Large, unwieldy single apps trying to cater for everything a customer might want to do

Each micro app has a single or small set of functions, allowing easier development and deployment

Have to be re-installed when consumers move on to the next device

Future-proof – even if devices change, consumers will likely be using Messenger, WhatsApp and Slack for years to come

The future is still digital, still mobile, and still apps

Conversational micro apps are a great additional opportunity for brands to engage customers on their preferred channels and in a more natural way, without major investment. They also extend reach – for example, one of our financial services clients has a fantastic mobile app, but it’s used by only 25% of their customer base. With so many customers already having popular messaging apps installed, and of course SMS, their reach has been extended to the rest of their base with little effort/expense.

As a bonus, doing it this way is much cheaper, far more flexible, and you can still use the back-end stack you’ve already built.

To find out more, download a copy of IMImobile’s eGuide to conversational micro apps.

Replies (3)

Please login or register to join the discussion.

By smphyl
01st Jan 2018 04:18

A radiant article, the astonishing online journal cover all that data which I require continue sharing this blog it is extremely useful for me. I am happy to visit your site. Sb game hacker / 3ds

Thanks (0)
By R0uter
06th Jan 2018 11:13

Useful Information You have the nice information thanks for sharing.

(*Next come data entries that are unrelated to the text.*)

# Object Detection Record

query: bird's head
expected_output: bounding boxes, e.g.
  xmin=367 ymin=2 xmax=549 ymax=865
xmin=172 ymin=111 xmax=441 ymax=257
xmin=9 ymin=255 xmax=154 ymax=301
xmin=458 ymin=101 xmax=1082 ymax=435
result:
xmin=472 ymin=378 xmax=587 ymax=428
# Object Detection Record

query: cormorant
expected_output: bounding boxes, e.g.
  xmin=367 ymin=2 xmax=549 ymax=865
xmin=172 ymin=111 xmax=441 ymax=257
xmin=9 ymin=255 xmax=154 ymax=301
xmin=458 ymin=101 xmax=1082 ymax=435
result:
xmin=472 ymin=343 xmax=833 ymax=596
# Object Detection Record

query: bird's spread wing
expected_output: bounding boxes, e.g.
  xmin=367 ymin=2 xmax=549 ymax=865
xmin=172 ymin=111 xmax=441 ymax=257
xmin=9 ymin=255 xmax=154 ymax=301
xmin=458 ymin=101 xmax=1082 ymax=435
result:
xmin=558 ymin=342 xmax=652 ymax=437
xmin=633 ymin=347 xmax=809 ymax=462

If you need Cisco Customer Support
Help Use Our Service.

Thanks (0)
By varundhawan
22nd Mar 2018 08:30

Hi Matt,

Excellent Write up. Just my few points about the start of this post-app era.

Apps will definitely die out soon. Probably because with increasing mobile broadband speeds, opening websites is getting easier than ever and faster than never before.

Most people install apps for a one time use. Websites make much more sense here.

If you want to just check out a new music, why would you download an app like spotify when u can easily open a songs website like this, and try the music and close the website without much data wastage.